An unedifying spectacle

More job losses at Experian, Ericsson shifting jobs to Coventry, Carter & Carter in administration, Computerland being bought out.
If you were a glass half-empty type you might say it all sounds a bit depressing.
Now it may just be that these are all unrelated coincidences. But I doubt it.
Collectively, these are classic signs of what businesses do when an economy heads downwards – especially if they are Stock Exchange companies with big institutional shareholders and banks to keep on side.
Now, there’s a limited amount that a city can do when businesses based there decide to scale back their operations. After all, they don’t make a decision to shed jobs because those jobs are in a particular city – they decide to shed them because jobs in a particular part of a business are deemed surplus to requirements.
Unfortunately, those jobs happen to be here.
That’s not to say you can’t do anything.

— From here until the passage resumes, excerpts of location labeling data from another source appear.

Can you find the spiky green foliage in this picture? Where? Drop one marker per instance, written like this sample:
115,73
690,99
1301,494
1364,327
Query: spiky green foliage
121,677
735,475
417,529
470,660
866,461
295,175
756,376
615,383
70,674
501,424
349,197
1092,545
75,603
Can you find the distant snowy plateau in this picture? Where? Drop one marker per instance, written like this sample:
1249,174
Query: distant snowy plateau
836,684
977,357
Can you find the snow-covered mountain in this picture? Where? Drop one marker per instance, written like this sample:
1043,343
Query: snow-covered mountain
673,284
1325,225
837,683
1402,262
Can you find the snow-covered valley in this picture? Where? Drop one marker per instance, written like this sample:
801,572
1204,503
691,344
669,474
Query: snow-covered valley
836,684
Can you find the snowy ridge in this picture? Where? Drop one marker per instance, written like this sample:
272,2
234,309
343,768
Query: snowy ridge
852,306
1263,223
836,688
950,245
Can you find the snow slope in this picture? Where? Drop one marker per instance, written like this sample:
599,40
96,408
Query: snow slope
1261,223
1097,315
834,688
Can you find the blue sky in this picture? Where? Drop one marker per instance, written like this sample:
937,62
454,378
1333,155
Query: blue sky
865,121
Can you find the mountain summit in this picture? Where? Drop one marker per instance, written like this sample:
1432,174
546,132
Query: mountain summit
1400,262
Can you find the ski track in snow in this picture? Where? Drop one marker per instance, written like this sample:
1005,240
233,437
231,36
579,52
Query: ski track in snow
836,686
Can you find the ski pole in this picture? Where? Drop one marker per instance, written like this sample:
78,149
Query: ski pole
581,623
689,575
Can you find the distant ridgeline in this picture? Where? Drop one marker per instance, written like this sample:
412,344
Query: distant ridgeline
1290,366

This partly comes back to just how much of an effort a city makes to look after its major employers and weave them into the city’s fabric.
How well does Nottingham do at that? Not well at all. I haven’t heard any signs of the city’s leadership stepping up to the bar and reassuring major businesses that they will do everything they can to help them through an economic downturn – or, indeed, making clear they will take a dim view of anyone who thinks the city is a soft target for cutbacks.
What I have seen is depressing signs of the city’s political and administrative leadership falling out in a big way and not talking to each other.
City Council chief executive Michael Frater has been at MIPIM, the international property investment show in the South of France, batting for Nottingham.
While he’s there, a story has leaked out here suggesting he is negotiating his departure from the council because of his fall-out with leader Jon Collins.
Regardless of the rights and wrongs, this is wildly unimpressive in the circumstances, risking the impression that Nottingham's public sector egos matter more than the city’s economic future.
Whoever comes out on top in this unedifying spectacle will have a big reputational repair job on their hands. It’s been said too many times in recent months that Nottingham currently lacks a coherent vision for its social and economic future.